Part 2: Developing Workflows for Infrastructure Deployment via CI/CD

Part 3: Setting up MLflow on AKS

Part 4: Setting up Kubeflow and Seldon on AKS

Part 5: End-to-End Training Pipeline and Inference Deployment using Seldon.

In Part 3 we are going to going to install Mlflow and it’s dependent resources inside our AKS cluster that we provisioned in Part 2. In order to deploy MLflow we need to deploy a Database as a prerequisite so for this implementation we will deploy Postgres in our AKS cluster and then use it as our default backend storage solution. All the manifests used here are available on: https://github.com/rahuja23/MLFlow_Deployment.

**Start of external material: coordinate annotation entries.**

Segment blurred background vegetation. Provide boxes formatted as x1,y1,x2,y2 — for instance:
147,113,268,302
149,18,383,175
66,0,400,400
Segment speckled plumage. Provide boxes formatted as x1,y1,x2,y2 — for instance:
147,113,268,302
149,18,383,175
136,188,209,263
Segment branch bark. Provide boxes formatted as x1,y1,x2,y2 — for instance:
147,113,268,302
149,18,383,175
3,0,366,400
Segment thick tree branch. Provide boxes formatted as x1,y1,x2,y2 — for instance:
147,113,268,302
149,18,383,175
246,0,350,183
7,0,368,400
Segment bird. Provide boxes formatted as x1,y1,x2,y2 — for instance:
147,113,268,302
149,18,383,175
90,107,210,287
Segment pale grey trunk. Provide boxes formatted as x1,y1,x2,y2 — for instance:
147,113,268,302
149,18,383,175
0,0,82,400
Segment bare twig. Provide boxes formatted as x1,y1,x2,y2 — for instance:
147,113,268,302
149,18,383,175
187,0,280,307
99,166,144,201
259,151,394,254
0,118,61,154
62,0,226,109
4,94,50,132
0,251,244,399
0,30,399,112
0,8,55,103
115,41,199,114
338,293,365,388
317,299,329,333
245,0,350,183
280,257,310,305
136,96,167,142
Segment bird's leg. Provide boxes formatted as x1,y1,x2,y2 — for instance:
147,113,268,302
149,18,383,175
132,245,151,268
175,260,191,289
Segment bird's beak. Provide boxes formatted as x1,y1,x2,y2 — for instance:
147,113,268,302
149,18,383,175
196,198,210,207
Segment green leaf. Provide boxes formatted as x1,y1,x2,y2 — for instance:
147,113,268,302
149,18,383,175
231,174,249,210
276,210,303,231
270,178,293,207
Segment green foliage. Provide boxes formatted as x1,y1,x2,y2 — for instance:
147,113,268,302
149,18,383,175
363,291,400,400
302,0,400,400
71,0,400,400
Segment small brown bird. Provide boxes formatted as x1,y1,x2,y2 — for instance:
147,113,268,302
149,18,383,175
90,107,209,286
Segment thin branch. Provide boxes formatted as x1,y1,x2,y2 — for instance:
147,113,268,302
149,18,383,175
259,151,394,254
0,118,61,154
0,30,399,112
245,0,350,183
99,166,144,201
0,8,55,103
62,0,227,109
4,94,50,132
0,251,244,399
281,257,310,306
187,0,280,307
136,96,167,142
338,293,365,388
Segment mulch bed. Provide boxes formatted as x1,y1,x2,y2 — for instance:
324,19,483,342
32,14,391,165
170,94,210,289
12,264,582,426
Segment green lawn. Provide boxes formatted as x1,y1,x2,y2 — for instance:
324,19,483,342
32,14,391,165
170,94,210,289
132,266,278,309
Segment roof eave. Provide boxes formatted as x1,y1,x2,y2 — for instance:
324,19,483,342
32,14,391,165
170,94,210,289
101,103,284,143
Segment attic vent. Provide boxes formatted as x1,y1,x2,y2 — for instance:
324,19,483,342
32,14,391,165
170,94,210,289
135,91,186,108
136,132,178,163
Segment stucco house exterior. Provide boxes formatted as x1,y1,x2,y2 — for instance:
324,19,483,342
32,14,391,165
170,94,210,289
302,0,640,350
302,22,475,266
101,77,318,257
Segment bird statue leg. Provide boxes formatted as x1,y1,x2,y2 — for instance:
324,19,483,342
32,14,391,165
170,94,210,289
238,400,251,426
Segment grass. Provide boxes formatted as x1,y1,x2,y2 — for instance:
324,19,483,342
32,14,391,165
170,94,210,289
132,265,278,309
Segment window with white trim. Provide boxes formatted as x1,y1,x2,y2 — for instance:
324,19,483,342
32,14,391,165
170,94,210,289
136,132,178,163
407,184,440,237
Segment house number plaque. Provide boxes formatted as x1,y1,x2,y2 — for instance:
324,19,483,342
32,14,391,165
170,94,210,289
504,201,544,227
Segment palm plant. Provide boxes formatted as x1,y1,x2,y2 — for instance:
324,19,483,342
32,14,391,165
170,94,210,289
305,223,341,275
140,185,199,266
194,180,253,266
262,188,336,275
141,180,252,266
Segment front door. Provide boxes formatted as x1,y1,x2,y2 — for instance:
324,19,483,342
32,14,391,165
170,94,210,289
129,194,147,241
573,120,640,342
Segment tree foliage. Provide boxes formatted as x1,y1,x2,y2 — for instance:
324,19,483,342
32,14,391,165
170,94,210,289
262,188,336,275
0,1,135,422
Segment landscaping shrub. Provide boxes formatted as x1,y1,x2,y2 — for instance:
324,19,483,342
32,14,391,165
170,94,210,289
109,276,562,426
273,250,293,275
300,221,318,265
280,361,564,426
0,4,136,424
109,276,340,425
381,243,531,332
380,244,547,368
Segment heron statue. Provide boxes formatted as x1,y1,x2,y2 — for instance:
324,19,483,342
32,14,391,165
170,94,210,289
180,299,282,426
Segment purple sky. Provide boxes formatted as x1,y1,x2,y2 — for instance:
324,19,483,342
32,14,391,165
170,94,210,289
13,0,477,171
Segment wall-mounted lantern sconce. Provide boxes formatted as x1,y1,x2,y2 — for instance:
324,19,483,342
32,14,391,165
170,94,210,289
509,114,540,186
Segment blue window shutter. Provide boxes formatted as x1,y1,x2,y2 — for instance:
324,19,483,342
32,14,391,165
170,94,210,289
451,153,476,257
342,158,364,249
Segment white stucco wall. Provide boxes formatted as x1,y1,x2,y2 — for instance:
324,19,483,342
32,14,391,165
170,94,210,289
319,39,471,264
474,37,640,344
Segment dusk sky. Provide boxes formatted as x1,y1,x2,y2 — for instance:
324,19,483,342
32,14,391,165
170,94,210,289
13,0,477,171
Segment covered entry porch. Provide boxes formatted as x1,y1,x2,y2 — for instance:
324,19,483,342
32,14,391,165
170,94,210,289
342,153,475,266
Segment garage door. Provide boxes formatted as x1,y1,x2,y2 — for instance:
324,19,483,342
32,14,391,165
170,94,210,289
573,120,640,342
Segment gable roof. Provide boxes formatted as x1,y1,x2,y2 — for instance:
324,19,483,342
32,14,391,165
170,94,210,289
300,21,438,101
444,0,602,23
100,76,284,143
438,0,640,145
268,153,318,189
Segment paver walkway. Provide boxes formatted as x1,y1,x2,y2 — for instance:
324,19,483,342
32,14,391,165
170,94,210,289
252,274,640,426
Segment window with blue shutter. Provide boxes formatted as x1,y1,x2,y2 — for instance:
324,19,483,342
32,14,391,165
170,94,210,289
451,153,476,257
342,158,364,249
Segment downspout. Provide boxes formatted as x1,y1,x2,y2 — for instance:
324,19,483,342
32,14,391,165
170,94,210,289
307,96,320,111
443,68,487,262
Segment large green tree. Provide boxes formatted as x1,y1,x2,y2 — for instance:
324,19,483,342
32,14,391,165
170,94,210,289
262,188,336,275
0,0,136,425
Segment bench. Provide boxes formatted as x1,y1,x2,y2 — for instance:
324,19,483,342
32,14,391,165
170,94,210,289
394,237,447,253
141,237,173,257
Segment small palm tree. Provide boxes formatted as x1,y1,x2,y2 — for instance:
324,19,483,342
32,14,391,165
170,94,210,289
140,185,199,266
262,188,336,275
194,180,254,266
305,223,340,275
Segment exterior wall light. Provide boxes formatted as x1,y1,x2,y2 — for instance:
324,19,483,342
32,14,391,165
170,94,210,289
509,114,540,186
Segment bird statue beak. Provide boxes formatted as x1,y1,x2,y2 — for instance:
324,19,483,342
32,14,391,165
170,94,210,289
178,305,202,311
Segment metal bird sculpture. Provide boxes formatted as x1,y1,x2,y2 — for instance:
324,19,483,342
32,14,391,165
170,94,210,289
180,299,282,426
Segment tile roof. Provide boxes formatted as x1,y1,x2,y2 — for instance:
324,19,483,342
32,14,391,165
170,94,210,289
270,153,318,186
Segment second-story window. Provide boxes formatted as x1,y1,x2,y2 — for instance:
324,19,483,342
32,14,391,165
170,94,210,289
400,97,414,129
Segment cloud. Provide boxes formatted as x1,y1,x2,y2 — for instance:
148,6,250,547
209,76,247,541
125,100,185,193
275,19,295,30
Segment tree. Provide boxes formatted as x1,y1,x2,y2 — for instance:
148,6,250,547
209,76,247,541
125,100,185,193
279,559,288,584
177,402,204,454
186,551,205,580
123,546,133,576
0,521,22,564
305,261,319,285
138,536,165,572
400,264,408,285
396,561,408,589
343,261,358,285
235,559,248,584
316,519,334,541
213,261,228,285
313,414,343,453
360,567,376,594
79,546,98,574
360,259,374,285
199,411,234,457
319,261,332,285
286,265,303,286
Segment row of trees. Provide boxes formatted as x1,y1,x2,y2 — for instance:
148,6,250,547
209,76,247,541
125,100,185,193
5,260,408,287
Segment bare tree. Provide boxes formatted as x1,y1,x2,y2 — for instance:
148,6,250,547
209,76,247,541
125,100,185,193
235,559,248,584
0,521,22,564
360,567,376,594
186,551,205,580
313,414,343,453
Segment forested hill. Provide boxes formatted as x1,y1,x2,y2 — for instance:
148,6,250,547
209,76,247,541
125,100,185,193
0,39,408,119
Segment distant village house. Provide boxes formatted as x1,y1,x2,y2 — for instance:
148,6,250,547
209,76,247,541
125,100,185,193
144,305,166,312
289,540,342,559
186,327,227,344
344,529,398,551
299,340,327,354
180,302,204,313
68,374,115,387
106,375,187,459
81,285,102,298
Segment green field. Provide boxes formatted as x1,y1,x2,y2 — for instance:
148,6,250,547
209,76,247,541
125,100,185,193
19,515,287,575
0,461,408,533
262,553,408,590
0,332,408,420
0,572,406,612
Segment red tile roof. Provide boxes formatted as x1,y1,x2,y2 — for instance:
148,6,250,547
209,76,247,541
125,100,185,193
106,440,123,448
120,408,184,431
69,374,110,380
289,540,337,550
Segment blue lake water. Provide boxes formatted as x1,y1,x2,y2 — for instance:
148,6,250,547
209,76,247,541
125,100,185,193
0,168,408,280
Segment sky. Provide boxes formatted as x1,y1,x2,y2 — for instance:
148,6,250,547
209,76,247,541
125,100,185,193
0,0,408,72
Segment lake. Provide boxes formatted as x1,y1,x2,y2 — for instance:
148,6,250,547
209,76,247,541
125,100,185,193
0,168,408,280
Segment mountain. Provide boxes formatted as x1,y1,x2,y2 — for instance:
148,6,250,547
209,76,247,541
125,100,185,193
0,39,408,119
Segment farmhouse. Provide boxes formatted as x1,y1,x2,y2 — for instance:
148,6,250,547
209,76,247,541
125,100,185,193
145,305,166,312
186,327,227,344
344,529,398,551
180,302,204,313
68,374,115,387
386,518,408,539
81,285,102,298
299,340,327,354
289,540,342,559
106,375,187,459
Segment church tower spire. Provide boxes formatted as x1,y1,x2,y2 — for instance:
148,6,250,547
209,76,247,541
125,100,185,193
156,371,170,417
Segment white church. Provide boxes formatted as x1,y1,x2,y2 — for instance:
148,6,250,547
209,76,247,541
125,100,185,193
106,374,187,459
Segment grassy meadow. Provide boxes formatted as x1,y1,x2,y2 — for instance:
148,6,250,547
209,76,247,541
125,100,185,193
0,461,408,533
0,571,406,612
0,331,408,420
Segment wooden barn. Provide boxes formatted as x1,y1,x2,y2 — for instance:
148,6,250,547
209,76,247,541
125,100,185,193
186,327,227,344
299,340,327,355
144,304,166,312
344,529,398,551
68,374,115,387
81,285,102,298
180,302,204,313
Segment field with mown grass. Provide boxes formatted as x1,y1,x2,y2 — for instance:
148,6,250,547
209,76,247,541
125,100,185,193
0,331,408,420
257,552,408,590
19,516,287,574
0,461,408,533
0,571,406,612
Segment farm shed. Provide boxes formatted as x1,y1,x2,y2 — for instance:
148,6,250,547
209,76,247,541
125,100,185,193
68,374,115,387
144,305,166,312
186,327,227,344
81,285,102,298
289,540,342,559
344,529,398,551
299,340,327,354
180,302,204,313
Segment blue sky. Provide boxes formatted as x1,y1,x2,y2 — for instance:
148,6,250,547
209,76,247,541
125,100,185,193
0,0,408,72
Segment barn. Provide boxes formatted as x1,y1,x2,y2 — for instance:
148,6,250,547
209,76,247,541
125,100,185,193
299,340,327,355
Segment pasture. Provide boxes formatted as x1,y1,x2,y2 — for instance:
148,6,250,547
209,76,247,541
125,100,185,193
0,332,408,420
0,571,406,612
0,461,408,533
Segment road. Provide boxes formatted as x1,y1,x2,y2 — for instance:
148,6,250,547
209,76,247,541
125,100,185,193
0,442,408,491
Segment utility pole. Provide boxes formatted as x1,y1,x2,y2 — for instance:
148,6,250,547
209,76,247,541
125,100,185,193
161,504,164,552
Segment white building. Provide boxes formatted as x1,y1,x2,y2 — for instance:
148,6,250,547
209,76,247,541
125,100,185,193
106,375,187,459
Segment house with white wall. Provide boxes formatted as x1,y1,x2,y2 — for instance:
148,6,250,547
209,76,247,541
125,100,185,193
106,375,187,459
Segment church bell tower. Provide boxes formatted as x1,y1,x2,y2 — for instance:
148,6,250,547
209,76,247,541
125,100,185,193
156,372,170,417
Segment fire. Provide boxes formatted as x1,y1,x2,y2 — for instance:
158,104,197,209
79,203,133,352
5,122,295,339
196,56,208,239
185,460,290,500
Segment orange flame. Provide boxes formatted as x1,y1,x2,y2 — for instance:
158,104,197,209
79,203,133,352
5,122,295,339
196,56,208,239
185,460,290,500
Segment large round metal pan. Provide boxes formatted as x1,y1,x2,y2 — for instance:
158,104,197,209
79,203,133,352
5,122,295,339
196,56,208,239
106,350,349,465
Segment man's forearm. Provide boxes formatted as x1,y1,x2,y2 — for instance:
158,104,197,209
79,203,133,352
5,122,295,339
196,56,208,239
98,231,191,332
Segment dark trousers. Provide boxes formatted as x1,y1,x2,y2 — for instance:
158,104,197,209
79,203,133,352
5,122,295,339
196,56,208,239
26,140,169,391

Deploying PostgresSQL on Kubernetes

In order to deploy PostgreSQL inside our Kubernetes cluster following steps needs to be followed sequentially:

Creation of Namespace

In order to manage and maintain all our resources related to PostgreSQL we create a namespace and we will provision all our resources inside this namespace. In order to create the namespace we need to run:

kubectl create ns postgres

Creation of Persistence Volume and Persistence Volume Claim

Since Kubernetes basics are not in the scope of this article, I would highly suggest readers to read the official documentation of Kubernetes in order to understand what Persistence Volume (PV) and Persistence Volume Claims (PVC) are. In order to deploy stateful applications such as PostgreSQL database we’ll have to create a PVC to store the database data. In this implementation we will create a pod that mounts this PVC and runs MySQL database.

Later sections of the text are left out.